Alle vier Betriebe fallen durch

Viele bunte E-Zigaretten auf einem Haufen.
Die bunten E-Zigaretten sind besonders bei jungen Menschen beliebt. Verkauft werden dürfen Sie aber nur an Personen über 18 Jahren. (Foto: istock/Serhii Yatsyna)

Das Amt für öffentliche Ordnung hat erneut Betriebe kontrolliert. Laut Hinweisen, dass Jugendliche an einzelnen Verkaufsstellen Zigaretten oder E-Zigaretten kaufen können, standen diesmal vier Kioske im Fokus. Alle vier verstießen gegen das Jugendschutzgesetz. Den Verkäufer*innen droht eine Geldstrafe.

Als Testperson hatte sich eine 17-jährige städtische Auszubildende bereit erklärt. Die Eltern der Jugendlichen hatten im Vorfeld der Aktion zugestimmt. Die Teilnahme war freiwillig, zwei Begleitpersonen des AföO waren jederzeit in ihrer Nähe, Zoll- und Polizeibeamte haben die Kontrollen ebenfalls begleitet.
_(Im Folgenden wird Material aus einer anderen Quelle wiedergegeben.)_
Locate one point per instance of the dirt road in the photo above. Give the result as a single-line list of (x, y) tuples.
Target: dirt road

Zunächst sollten nur drei Kioske kontrolliert werden. Wegen Hinweisen während der laufenden Kontrollen wurde zudem ein vierter Kiosk getestet. Das Ergebnis: Alle Betriebe haben gegen das Jugendschutzgesetz verstoßen. Zwei von ihnen hatten sich bereits bei der vergangenen Überprüfung nicht korrekt verhalten. Bei den vier registrierten Verstößen hat das Verkaufspersonal E-Zigaretten an die 17-jährige verkauft. In zwei Fällen wurde davor sogar der Ausweis kontrolliert.

Den Verkäufer*innnen droht jetzt eine Strafe von 300 Euro. Vor Ort wurde außerdem ein Sensibilisierungsgespräch geführt.